Holiness in a Hard World: St. Scholastica for Today
The twin of her brother St. Benedict of Nursia, St. Scholastica was a fascinating and powerful saint in her own right. She and her brother were born and lived in the time after the fall of Rome. Barbarian tribes had conquered Rome and set up warring kingdoms throughout Europe and even in Italy. In Italy, barbarian king warred against barbarian king, and then against the Eastern Emperor Justinian, who regarded the germanic tribes as interlopers and proposed to reconquer the Western Roman Empire.
Justinian largely failed, but his attempt led to more war, death, destruction, and violence. Benedict and Scholastica looked at this world sadly, seeking to love holy lives amidst the chaos. Benedict himself proposed to live as a hermit, but found that he could not escape the monastic life when admirers, drawn to him, wanted to live with him. He quickly found himself the head of a monastic community devoted to work and prayer, founding several other religious communities as well. His sister Scholasticafound herself at the head of a large community of nuns.
Benedict and Scholastica lived, worked, and prayed, giving important testimony to a world in chaos. The simple rule of life that Benedict proposed saw the monks as a family and devoted to a communal life. There, Benedict and Scholastica lived holy lives of work, prayer, penance, and fasts. They sought to live holy lives and prayed for sinners and men and women who would not pray for themselves. Their monasteries stood as islands of peace and holiness in a sea of what must often have seemed to be a wicked, violent world far from God.
As great a saint. as Benedict was, he found his sister a match for him. One of the most charming stories of the two tells how Benedict and Scholastica met, as they did once per year, in the company of some fellow monks and nuns. They enjoyed each other’s company and spoke of God while the day lasted. Night grew near and ordinarily, Benedict would have left. It was against the rule for a monk to spend the night away from his monastery, and so Benedict made ready to leave.
His sister, however, felt her death approaching and wished him to stay to speak further. She asked him to delay his departure. Benedict, however, thinking of his duty to keep his rule, refused. When she found him resolute, St. Scholastica simply put her hands together and prayed.
Immediately a massive and dangerous storm blew up, such that Benedict could not leave. He turned to his sister in annoyance, asking, “Sister, what have you done, may God forgive you!” His sister explained, in perfect calm, that while Benedict had not heard her, God had,d and had granted her request. Beaten, Benedict stayed through the night, speaking with his sister about God.
A few days thereafter, she fell ill and died. Benedict saw his sister’s soul ascending to heaven like a dove.
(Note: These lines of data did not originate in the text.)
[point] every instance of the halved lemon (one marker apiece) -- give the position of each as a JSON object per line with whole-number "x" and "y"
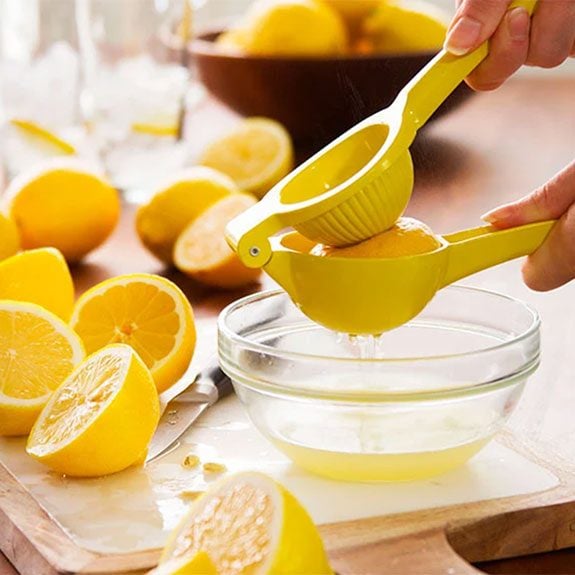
{"x": 37, "y": 352}
{"x": 250, "y": 524}
{"x": 202, "y": 252}
{"x": 407, "y": 237}
{"x": 39, "y": 276}
{"x": 176, "y": 204}
{"x": 101, "y": 419}
{"x": 256, "y": 155}
{"x": 145, "y": 311}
We cannot all be monks and nuns like Benedict and Scholastica, but we can honor them: men and women who seek to live holy lives in community amidst the chaos of a wicked world that too often seems to have forgotten God. We can try to live our own families on the model of them: holy lives of work, prayer, and penance, constantly supporting one another with prayer and exhortation as did the saintly twins.
We can make our own homes into holy communities amidst the world’s storms. If we do as Christ says and wills, then we will be like the ones who built our houses on rock: the rain falls, the floods come, and the winds buffet it, but our home, founded on Him, secured by faith, will not collapse.
Ss. Scholastica and Benedict, Pray for Us.